Pandemic influenza is a potentially devastating global health event, and young children in child care centers are a vulnerable group that can increase the spread of pandemic influenza into the community.
To see how well child care centers are prepared to manage a pandemic flu outbreak, researchers conducted a telephone-based survey of child care center directors—in both 2008 and 2016—before and after the 2009 H1N1 novel influenza pandemic.
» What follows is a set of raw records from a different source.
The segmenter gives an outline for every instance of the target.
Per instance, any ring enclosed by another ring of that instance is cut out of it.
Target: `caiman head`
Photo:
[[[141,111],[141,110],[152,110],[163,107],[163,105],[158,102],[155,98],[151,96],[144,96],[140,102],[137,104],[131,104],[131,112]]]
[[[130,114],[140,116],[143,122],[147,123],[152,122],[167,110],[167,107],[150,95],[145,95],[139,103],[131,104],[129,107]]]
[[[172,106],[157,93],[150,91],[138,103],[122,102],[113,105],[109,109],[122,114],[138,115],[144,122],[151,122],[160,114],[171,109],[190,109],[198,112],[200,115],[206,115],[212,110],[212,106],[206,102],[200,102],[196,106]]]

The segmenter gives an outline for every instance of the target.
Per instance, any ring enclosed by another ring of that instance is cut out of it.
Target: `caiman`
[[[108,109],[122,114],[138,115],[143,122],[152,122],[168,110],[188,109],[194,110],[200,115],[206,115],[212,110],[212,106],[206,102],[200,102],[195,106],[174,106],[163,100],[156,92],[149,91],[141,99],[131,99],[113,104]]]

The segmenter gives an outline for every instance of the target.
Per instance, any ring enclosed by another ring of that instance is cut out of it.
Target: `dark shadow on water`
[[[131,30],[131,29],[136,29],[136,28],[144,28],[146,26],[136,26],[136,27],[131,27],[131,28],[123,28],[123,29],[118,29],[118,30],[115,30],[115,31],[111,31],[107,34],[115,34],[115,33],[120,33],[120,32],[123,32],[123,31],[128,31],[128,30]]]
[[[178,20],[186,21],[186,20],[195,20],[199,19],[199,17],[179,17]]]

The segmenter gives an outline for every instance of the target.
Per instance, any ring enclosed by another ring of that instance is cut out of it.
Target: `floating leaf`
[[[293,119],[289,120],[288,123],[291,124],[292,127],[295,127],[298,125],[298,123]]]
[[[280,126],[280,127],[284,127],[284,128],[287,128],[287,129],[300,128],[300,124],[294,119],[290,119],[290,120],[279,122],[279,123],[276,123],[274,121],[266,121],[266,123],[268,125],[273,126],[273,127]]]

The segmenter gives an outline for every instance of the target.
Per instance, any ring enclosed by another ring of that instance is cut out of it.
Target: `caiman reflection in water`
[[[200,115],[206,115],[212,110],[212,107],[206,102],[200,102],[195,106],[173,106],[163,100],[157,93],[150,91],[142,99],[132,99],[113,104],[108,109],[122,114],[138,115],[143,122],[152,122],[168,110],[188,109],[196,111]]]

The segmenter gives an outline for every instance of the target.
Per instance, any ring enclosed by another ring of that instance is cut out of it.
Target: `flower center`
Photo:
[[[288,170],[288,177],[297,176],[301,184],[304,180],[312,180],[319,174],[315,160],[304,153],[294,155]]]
The results of that study appear in the May 2017 issue of Pediatrics.
The study, "Pandemic Influenza Preparedness Among Child Care Center Directors in 2008 and 2016," published online May 15, shows that only 7% of directors had taken actions to prepare their centers for a pandemic flu outbreak. And, having served as a center director during the 2009 influenza pandemic did not influence preparedness.
An influenza pandemic occurs when a new strain of influenza, to which most of the population is not immune, gains the ability to spread from person to person, and then advances globally. The seasonal flu vaccine would be ineffective early in a pandemic because the virus is unique, meaning time would be needed to engineer and distribute a new vaccine, as occurred in 2009.
To help child care center directors increase preparedness efforts, the researchers recommend that internet-based webinars and self-paced training materials be developed for child care directors and that child care health consultants promote the use of them.
Researchers also suggested that requiring pandemic influenza preparedness training for child care center licensure or accreditation also may prove successful in increasing preparedness.